Capitec has so far taken the lead, redeeming more than 20% of its issued preference shares while Standard Bank, the largest issuer is seeking authority from shareholders. If other banks follow suit, we expect the preference share sector to be negatively affected, considering that more than half of all the preference shares on the market are issued by banks. Depending on the prices at which holders initially bought their shares, chances are that some might be redeemed at losses to holders. Redemptions will also affect the composition of the index tracked by this ETF. It should be noted however that due to the high discounts on preference share current prices, this ETF is offering an attractively high yield.  

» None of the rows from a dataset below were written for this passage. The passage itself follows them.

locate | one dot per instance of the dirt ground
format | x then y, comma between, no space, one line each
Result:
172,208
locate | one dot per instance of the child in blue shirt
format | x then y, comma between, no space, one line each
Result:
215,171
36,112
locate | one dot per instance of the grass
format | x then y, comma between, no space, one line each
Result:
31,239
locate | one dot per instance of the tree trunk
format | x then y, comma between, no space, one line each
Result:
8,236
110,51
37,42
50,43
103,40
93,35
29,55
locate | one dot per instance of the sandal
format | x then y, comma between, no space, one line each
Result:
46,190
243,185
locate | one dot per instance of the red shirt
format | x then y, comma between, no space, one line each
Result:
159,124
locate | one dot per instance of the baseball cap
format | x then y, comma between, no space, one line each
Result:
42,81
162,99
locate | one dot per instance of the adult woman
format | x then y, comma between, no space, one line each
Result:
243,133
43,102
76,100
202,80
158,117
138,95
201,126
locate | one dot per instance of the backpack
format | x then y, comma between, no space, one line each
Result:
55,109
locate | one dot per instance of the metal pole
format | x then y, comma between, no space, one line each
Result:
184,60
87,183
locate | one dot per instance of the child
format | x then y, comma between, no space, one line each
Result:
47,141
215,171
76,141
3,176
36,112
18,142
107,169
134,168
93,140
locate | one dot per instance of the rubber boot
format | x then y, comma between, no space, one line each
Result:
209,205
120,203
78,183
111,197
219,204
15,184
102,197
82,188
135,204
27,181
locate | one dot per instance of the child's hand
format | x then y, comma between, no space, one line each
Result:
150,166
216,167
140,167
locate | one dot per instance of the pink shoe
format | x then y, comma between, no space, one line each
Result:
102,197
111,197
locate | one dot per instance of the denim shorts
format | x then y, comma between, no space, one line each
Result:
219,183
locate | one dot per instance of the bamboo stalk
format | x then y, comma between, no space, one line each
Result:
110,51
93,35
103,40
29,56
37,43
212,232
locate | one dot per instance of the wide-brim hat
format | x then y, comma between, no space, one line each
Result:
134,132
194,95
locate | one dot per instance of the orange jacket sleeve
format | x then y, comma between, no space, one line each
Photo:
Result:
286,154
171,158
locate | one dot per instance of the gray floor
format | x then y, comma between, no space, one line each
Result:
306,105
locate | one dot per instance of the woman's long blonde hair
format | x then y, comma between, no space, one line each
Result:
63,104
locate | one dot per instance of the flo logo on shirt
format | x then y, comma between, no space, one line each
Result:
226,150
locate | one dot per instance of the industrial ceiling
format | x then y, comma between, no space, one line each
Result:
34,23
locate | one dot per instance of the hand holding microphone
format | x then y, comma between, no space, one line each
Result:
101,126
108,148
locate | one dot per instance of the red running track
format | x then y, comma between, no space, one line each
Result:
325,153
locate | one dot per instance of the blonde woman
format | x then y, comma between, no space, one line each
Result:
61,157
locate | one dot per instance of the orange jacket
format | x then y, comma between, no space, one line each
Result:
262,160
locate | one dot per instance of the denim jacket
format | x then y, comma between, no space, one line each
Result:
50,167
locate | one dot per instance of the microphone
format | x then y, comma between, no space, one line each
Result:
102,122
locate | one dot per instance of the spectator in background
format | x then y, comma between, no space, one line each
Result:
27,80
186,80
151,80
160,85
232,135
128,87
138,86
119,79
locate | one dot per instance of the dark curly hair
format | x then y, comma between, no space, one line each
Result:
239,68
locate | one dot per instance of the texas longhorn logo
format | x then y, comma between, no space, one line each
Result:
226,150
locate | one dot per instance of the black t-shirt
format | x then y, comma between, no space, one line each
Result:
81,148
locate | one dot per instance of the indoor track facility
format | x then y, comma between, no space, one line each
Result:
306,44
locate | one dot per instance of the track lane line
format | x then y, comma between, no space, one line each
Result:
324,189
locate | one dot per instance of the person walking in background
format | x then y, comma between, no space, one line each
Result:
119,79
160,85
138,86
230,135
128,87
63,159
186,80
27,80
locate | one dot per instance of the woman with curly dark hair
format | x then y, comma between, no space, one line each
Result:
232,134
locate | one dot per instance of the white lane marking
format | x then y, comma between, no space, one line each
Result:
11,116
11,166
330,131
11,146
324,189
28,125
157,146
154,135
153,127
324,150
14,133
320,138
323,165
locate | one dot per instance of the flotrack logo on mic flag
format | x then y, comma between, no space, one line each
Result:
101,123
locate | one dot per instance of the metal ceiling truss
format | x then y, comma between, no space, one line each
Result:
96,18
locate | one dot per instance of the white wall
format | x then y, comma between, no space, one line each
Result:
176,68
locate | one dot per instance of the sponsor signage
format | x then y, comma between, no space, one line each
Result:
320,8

Alternatives: Investors do not have much options when it comes to ETFs which track preference shares. Some of the attributes of preference shares, however, can be found through bond ETFs. We list available bond ETFs below. The main weakness with the bond ETFs except the RMB Inflation-X ETF is that they are total return ETFs. This means as much as these funds receive periodic interest payments from their underlying investments, they do not distribute it to unit holders but issue more units.  

The NewFunds Govi ETF tracks the performance of the SA government bond total return index (Govi). This index consists of bonds issued by the South African government, including only those issues in which National Treasury obliges the primary dealers to make a market. With a total expense ratio of 0.24%, this is the cheapest bond ETF on the market. The fund has done quite a good job of tracking its benchmark. Since inception it has trailed its benchmark by 0.25%.

NewFunds ILBI ETF, also issued by Absa Capital, tracks the Barclays Capital/Absa Capital south african government inflation-linked bond total return index of eight RSA inflation-linked bonds.  All coupons received are automatically reinvested to provide a total return product. Inflation-linked bonds show an appreciation in capital value equal to the rise in the local inflation rate (CPI), and the interest rate (coupon) is also calculated on the inflation-linked value of the bond.  Therefore, both capital and income are protected against inflation erosion. The product has an expected TER of 0,28% a year.

As the two Absa ETFs do not offer distributions, income-seeking investors might find RMB Inflation-X ETF attractive. It also provides investors with access to eight RSA inflation-linked bonds but makes quarterly distributions of interest payments to shareholders. The RMB Inflation-X ETFs offer a real yield of the current inflation rate plus 1,82%.  The TER is 0,45% a year.